Journal of Physical Chemistry B, Vol.112, No.10, 3217-3221, 2008
Theoretical study of specific hydrogen-bonding effects on the bridging P-OR bond strength of phosphate monoester dianions
It has been proposed that the driving force for the initial phosphoryl transfer step of protein tyrosine phosphatases (PTPases) could be activation of the substrate ROPO32- by means of an enforced hydrogen-bonding interaction between an aspartic general acid and the bridging oxygen atom O (Zhang et al. Biochemistry 1995, 34, 16088-16096). The potential catalytic effect of this type of interaction, with regard to P-OR bond cleavage, was investigated computationally through simple model systems in which an efficient intramolecular hydrogen bond can take place between a H-bond donor group and the bridging oxygen atom of the dianionic phosphate. The dielectric effect of the environment (epsilon = 1, 4, and 78) was also explored.

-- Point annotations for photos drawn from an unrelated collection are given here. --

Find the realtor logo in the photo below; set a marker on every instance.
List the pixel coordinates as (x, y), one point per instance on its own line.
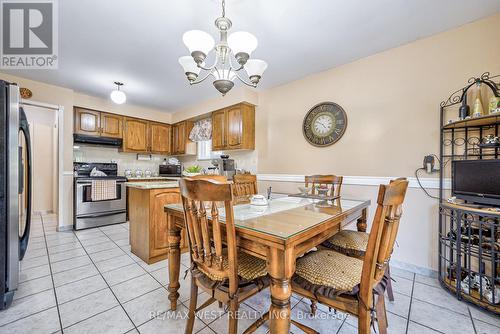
(29, 34)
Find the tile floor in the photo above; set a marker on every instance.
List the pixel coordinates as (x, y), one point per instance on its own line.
(89, 282)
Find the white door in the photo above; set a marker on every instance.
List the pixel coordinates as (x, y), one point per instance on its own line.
(43, 131)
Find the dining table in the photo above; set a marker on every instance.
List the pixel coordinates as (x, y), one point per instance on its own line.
(279, 232)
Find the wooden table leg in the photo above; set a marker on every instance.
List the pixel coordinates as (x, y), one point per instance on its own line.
(361, 224)
(174, 262)
(281, 266)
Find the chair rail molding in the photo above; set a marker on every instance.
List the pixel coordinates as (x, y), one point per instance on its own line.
(427, 182)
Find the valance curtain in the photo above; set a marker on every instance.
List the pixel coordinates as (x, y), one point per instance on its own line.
(202, 130)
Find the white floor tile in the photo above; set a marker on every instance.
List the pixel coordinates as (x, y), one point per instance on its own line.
(135, 287)
(113, 321)
(80, 288)
(44, 322)
(86, 307)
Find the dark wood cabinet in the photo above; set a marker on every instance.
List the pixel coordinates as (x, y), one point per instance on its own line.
(234, 128)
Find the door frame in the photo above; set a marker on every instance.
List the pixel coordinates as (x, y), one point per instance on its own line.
(60, 149)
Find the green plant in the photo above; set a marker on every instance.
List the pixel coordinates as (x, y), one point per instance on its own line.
(193, 169)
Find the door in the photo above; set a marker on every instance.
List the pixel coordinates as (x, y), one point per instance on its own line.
(160, 138)
(111, 125)
(218, 130)
(135, 135)
(234, 127)
(42, 122)
(87, 122)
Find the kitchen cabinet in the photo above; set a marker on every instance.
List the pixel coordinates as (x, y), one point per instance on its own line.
(180, 138)
(148, 221)
(135, 135)
(97, 123)
(160, 138)
(233, 128)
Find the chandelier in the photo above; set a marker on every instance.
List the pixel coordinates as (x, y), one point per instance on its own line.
(238, 46)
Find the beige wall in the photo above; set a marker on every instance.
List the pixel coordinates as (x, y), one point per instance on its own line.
(392, 103)
(68, 98)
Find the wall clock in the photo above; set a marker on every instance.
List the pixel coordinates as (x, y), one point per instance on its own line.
(324, 124)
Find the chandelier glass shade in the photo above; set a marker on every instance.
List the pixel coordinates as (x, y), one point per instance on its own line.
(232, 55)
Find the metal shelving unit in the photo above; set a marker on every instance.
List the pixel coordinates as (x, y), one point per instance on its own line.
(469, 235)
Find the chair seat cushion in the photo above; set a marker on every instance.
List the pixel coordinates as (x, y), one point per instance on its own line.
(330, 269)
(351, 243)
(249, 267)
(330, 274)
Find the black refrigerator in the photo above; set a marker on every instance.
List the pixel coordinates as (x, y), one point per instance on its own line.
(15, 189)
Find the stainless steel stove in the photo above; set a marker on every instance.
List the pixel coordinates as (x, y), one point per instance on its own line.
(89, 213)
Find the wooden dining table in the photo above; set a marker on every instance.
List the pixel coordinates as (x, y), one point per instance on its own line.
(279, 233)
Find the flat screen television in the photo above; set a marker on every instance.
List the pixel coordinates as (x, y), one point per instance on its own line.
(477, 181)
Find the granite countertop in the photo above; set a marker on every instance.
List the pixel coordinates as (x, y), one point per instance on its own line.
(153, 185)
(152, 178)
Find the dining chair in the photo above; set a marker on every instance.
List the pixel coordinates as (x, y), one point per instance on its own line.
(333, 182)
(227, 275)
(245, 184)
(354, 243)
(348, 283)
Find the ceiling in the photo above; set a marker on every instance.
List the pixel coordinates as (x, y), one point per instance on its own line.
(139, 42)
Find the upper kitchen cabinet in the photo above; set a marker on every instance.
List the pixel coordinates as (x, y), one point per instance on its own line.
(135, 135)
(96, 123)
(160, 138)
(233, 128)
(87, 122)
(180, 138)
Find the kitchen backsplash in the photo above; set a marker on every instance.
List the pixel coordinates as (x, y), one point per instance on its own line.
(246, 160)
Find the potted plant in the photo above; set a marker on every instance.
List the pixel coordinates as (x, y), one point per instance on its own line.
(192, 171)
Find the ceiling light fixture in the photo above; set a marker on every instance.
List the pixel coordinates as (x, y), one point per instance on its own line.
(118, 96)
(238, 45)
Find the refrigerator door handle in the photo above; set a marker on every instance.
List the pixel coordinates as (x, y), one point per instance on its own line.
(24, 128)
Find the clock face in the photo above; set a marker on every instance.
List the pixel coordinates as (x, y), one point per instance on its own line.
(324, 124)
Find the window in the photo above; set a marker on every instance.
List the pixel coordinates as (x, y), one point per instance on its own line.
(204, 150)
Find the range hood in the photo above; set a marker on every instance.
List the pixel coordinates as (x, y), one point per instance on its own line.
(106, 141)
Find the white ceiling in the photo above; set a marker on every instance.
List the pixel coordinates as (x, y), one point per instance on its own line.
(139, 42)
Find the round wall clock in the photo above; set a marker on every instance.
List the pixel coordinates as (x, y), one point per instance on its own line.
(324, 124)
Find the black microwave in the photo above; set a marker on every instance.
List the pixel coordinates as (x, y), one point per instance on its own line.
(170, 170)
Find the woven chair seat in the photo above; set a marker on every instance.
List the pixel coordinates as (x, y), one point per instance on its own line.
(350, 243)
(249, 267)
(328, 270)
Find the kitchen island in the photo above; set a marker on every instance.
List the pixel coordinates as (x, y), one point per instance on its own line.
(148, 222)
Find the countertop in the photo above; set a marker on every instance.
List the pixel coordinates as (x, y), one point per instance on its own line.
(153, 185)
(152, 178)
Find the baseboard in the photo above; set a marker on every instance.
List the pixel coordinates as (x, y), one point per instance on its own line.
(414, 268)
(64, 228)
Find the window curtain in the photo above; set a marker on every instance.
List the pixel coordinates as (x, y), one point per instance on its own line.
(202, 130)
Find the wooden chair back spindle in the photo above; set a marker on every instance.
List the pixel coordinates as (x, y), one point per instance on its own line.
(205, 242)
(333, 182)
(382, 236)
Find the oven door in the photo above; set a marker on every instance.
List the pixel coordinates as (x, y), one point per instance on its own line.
(85, 205)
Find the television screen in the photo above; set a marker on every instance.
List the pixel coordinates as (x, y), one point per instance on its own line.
(477, 180)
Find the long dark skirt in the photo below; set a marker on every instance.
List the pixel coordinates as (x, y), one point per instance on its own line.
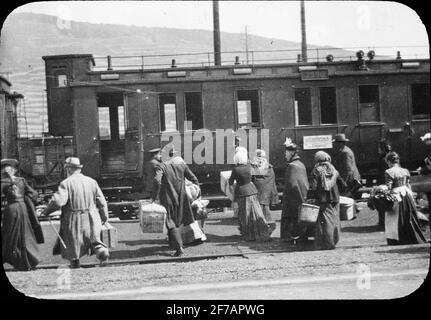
(19, 246)
(252, 223)
(327, 226)
(401, 223)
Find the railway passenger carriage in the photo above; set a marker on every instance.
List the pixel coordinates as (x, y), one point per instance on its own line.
(116, 115)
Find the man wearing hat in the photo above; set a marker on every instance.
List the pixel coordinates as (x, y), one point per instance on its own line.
(295, 193)
(83, 211)
(150, 169)
(425, 169)
(345, 163)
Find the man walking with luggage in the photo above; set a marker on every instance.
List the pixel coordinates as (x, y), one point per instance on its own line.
(150, 169)
(83, 211)
(295, 193)
(170, 187)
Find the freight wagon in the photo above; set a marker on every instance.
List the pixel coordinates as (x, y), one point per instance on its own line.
(116, 114)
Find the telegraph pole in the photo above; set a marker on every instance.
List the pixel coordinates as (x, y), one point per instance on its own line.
(246, 43)
(216, 20)
(303, 33)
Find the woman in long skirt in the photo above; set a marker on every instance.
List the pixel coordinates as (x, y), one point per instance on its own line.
(252, 223)
(401, 222)
(264, 180)
(324, 184)
(19, 245)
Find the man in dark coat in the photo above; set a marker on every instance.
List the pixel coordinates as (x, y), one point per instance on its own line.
(150, 169)
(295, 193)
(345, 163)
(170, 187)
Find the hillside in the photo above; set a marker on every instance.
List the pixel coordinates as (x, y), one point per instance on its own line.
(26, 37)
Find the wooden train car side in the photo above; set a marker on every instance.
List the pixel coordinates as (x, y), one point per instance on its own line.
(117, 115)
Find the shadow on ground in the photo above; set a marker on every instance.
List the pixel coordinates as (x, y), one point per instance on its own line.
(363, 229)
(409, 250)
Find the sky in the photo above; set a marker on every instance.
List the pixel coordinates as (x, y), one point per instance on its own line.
(335, 23)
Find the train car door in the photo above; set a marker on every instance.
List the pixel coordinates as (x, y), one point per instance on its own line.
(85, 132)
(369, 128)
(133, 143)
(111, 112)
(394, 100)
(419, 117)
(150, 121)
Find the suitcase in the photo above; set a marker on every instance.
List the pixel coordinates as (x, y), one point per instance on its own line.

The results indicate that this interaction causes significant lengthenings of the scissile P-OR bond in all media but with more extreme effects observed in the low dielectric fields epsilon = 1 and epsilon = 4. It is interesting that, in all cases examined, this interaction actually contributes to stabilize the reactant state while causing its P-OR bond to lengthen. Overall, our results support the idea that this specific hydrogen-bonding situation might well be used by PTPases as an important driving force for promoting phosphoryl transfer reactions through highly dissociative transition states.